In ranked order of preference based on ~10 years experience consulting, with safety being the only criteria: Java, Golang, Python, Ruby, PHP, Perl. Seriously, don't use Perl.

That Golang makes it so high on the list surprises me too, but we really did look at a fair bit of Golang code, and Golang projects (at least the ones that didn't do their own crypto) tended to be dispiriting, because there usually wasn't much to find.

Also: Java's pole position on that list makes some assumptions; for instance, that you're not using a heavyweight framework in the vein of Spring and Struts. All bets are off if you use Spring.

Wait, why do you say all bets are off if you use Spring? Don't banks and most running the Java EE run Spring?
Yes, large financials do tend to run Spring. I'm not sure what that has to do with the safety of the framework. Banks do not as a rule have safer code than other kinds of enterprises.
Is it really that naive to assume that banks have higher security standards than, say, shopping list apps? ;-)
I'm not sure "naive" is the word I'd choose. Let's just say those standards are often aspirational.
My bank's site is SSLv3-only. Banks do the least amount of security they can get away with, because they do not compete on security and they are insured against loss and the customers indirectly pay for the insurance via fees.
My friend works for Accenture.
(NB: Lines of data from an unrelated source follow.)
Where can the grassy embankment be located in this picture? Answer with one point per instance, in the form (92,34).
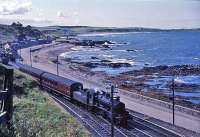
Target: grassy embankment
(36,115)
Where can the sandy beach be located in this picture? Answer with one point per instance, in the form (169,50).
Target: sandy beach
(44,57)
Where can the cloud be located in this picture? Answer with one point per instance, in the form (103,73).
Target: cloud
(13,7)
(27,21)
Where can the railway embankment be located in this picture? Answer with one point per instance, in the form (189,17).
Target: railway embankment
(35,114)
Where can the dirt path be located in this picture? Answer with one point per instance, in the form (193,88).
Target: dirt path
(41,59)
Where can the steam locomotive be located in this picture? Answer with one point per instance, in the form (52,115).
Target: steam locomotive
(97,101)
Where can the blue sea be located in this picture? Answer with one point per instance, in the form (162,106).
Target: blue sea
(145,49)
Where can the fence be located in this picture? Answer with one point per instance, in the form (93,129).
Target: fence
(6,95)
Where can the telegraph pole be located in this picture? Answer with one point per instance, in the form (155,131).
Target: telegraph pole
(20,51)
(57,66)
(112,111)
(30,58)
(173,107)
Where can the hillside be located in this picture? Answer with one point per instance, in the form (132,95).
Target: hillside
(16,31)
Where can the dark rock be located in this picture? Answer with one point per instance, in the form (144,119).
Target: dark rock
(131,50)
(94,58)
(90,65)
(118,65)
(106,61)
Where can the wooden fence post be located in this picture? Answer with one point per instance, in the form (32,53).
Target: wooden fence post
(8,85)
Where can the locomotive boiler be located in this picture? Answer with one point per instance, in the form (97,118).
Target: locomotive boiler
(97,101)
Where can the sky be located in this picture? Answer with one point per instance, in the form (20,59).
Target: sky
(105,13)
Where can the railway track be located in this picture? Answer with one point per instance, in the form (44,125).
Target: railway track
(151,129)
(100,127)
(95,124)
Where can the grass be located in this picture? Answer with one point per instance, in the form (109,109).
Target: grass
(36,115)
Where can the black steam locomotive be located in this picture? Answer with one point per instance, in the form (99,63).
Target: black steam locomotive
(97,101)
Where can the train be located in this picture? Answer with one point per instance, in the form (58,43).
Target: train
(96,101)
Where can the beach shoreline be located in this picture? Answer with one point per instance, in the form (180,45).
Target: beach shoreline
(138,77)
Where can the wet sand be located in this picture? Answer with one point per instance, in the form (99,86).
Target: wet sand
(45,59)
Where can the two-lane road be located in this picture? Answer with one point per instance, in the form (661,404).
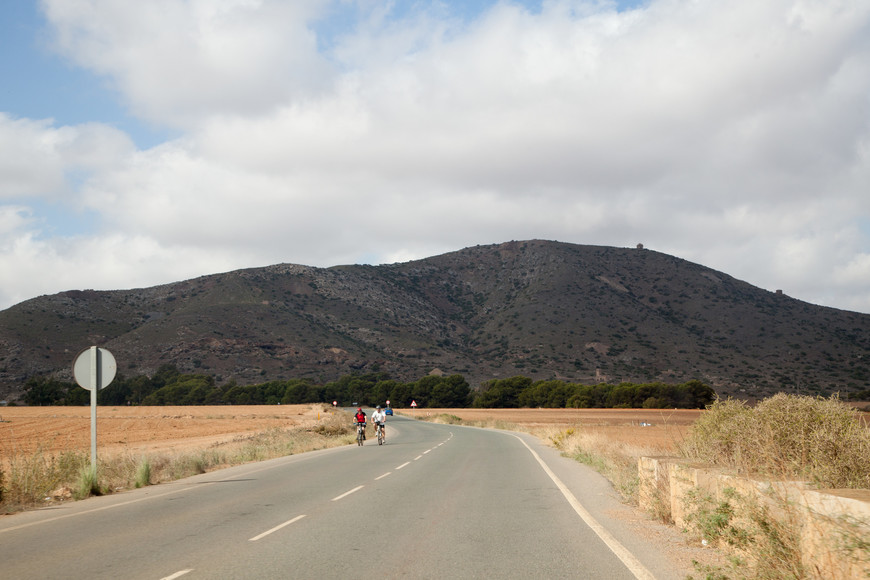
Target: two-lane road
(436,501)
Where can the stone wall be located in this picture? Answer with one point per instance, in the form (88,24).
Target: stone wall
(830,527)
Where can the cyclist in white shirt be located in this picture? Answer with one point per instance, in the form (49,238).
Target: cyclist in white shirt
(379,418)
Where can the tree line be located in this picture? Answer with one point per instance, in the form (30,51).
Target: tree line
(168,386)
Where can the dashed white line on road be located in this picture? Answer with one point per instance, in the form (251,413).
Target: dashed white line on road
(177,574)
(347,493)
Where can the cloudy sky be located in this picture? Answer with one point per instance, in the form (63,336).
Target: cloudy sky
(149,142)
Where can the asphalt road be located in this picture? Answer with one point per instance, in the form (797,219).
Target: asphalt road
(436,501)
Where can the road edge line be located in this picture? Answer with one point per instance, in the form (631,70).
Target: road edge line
(626,557)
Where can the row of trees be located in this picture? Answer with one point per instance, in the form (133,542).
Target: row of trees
(168,386)
(523,392)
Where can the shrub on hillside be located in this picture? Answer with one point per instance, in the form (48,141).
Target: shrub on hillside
(813,438)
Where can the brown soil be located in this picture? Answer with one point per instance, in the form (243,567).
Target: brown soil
(660,429)
(25,430)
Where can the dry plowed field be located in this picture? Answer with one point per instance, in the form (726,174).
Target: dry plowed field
(658,429)
(55,429)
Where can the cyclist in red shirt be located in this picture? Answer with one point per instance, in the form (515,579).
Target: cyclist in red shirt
(360,417)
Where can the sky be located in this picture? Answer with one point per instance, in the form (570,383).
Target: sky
(144,143)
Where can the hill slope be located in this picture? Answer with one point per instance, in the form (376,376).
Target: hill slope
(536,308)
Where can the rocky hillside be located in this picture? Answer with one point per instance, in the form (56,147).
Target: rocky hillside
(536,308)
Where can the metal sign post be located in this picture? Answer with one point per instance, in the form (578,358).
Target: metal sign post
(94,369)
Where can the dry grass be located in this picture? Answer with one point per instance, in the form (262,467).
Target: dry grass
(609,440)
(785,437)
(40,477)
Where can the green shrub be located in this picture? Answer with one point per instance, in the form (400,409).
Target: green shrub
(143,473)
(88,484)
(812,438)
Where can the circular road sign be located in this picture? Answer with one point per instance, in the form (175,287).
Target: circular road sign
(89,360)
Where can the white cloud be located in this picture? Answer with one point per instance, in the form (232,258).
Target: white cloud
(735,135)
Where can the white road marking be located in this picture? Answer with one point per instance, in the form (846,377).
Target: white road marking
(177,574)
(276,528)
(630,560)
(347,493)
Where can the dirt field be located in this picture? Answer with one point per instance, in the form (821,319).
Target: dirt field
(54,429)
(659,429)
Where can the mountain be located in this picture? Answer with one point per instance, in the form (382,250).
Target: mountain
(536,308)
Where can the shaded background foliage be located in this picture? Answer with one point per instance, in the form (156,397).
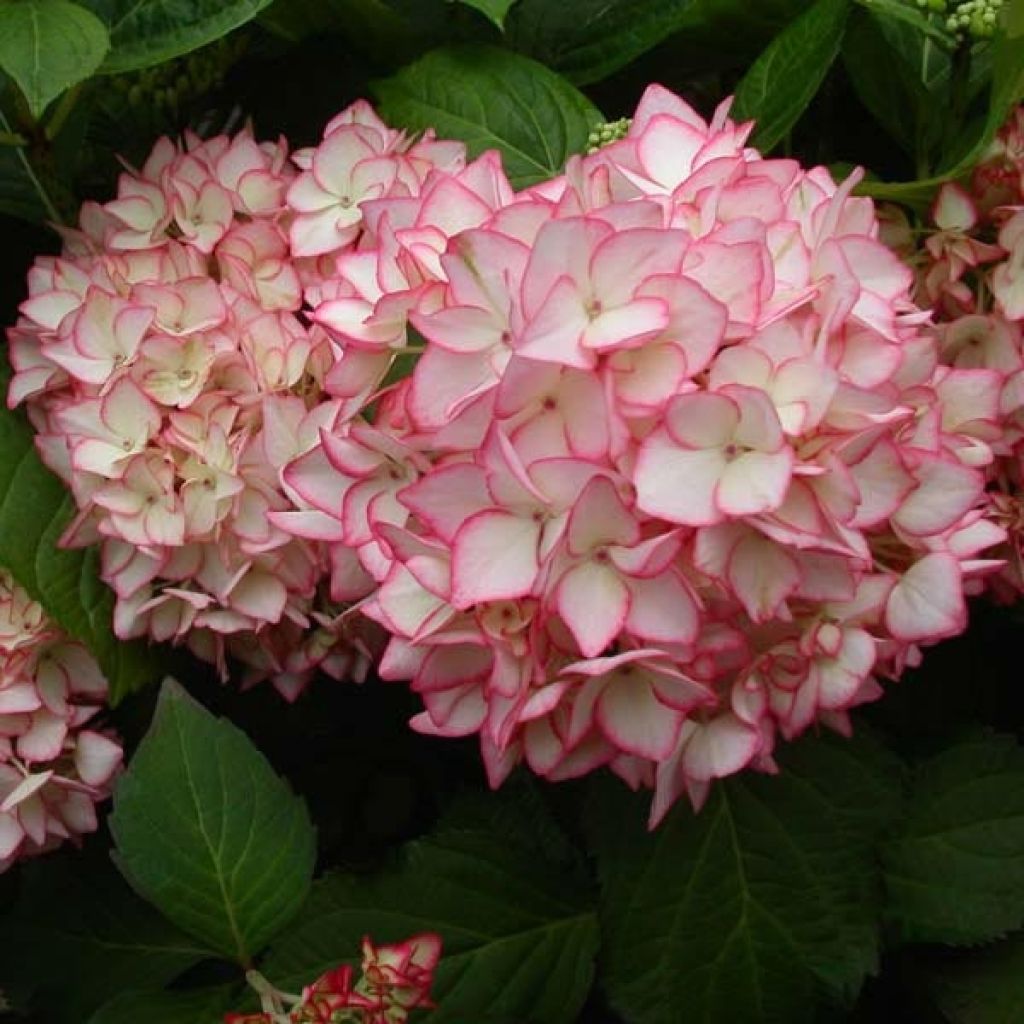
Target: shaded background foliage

Whenever they've tried to pitch a security project to a company, the company has basically laughed in their faces.

They'd rather have just paid out for a huge loss of data (think Target and Home Depot) rather than put in the money upfront. They thought the upfront money would be greater.
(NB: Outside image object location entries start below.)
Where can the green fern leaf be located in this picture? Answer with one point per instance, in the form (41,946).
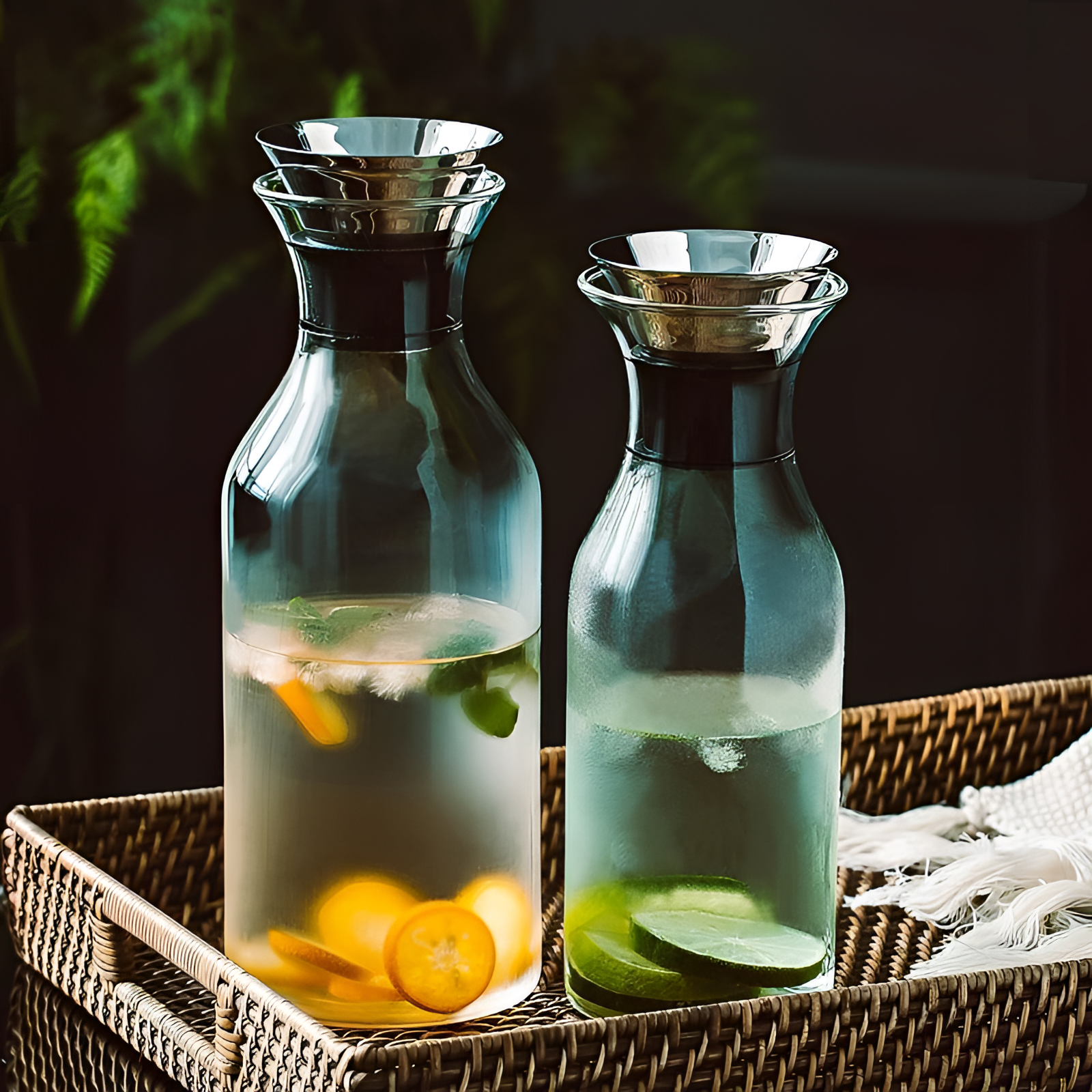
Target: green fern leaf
(188,51)
(20,202)
(486,16)
(349,98)
(107,176)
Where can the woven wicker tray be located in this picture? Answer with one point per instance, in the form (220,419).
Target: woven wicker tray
(119,904)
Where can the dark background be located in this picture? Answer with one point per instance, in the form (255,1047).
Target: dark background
(942,410)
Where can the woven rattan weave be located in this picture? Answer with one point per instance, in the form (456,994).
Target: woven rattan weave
(119,904)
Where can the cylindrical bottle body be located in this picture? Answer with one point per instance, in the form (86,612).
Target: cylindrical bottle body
(382,555)
(706,644)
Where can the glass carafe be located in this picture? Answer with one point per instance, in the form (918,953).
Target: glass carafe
(706,642)
(382,607)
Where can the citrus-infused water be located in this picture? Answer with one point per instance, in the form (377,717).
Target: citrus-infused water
(382,806)
(706,867)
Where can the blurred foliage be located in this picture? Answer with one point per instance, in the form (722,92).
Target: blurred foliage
(127,119)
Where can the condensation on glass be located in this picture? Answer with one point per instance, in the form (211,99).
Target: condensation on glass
(382,528)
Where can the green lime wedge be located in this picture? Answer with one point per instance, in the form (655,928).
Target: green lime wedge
(605,971)
(717,895)
(696,942)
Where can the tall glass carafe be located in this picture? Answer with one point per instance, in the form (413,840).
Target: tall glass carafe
(706,642)
(382,606)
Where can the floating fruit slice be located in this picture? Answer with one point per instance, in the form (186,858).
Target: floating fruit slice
(762,953)
(504,906)
(356,917)
(620,979)
(280,975)
(289,946)
(317,713)
(440,956)
(376,990)
(612,904)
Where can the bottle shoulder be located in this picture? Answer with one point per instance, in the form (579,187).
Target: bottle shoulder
(378,416)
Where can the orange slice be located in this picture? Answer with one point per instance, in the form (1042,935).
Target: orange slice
(356,917)
(289,946)
(502,904)
(317,713)
(440,956)
(376,990)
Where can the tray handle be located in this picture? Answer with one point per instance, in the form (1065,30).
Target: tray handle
(116,915)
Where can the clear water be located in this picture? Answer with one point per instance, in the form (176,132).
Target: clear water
(410,779)
(730,775)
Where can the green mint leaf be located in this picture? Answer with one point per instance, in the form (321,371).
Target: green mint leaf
(313,627)
(457,676)
(345,622)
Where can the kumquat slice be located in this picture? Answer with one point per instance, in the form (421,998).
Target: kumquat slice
(289,946)
(316,713)
(502,904)
(440,956)
(355,919)
(375,990)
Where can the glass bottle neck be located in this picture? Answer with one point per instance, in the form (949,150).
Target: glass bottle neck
(392,298)
(707,411)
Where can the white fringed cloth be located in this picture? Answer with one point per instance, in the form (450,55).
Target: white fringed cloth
(1009,872)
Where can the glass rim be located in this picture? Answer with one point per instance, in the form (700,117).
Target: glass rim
(626,258)
(273,138)
(598,295)
(262,188)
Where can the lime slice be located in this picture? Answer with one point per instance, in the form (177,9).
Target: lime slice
(696,942)
(605,970)
(717,895)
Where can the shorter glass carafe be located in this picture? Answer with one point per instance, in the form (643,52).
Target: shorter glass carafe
(706,642)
After those aforementioned disasters, things have changed, and Accenture is now (a little bit more) able to sell security projects.

Spring brags about having 1.3 million lines of code. That's a security nightmare right there, and that amount of code is nowhere close to being necessary for a web API. No one person can get a handle on all that code.
I'm seriously considering Go. One of the reasons is that it's very simple, and the other is that I've noticed a lot of the best developers are chomping at the bit to work with it.

When you're trying to draw talented people to your project, it's a lot easier if you're working with something they consider to be a "well-engineered" technology.

If you've been tasked with leading this team... isn't this what you should be doing?

Also, care to let us know what requirements Node fails?

I would go with Golang, type safety means less unexpected errors, strong adoption means easy to find engineers and good ecosystem of libraries.
I'm curious about Golang. Do you believe it already fulfills OP's requisites of "mature ecosystem" and "strong appeal to developers"? Has Go's ecosystem maturity improved significantly (e.g. IDE support, debugging, mature libraries -- how many years old? --, books, courses), and has its adoption approached that of mainstream languages?
Yes I do. Golang is new compared to say Java but it was announced just over 5 years ago which is a fairly long time in the software world. It is backed and used extensively by one of the biggest technology companies in the world exactly for building fast, stable and secure web services which it does very well.

The standard library is extensive and well thought out. There are many libraries available on GitHub and it is easy to import them with `go get`. All of this has caused it to be adopted and well received by developer. While not quite up to par with established and well entrenched languages like C or Java I believe it is climbing at a fast trajectory and has become the go-to language for new startups here in SF right after Node.js, of course enterprise is going to stick to the surefire safe bets in Java.

There is a difference to be noted in that Go is minimal and unlike Java in that it is the convention to prefer using a simple text editor and small libraries rather than rely on an IDE or huge frameworks such as you will find in Javaland.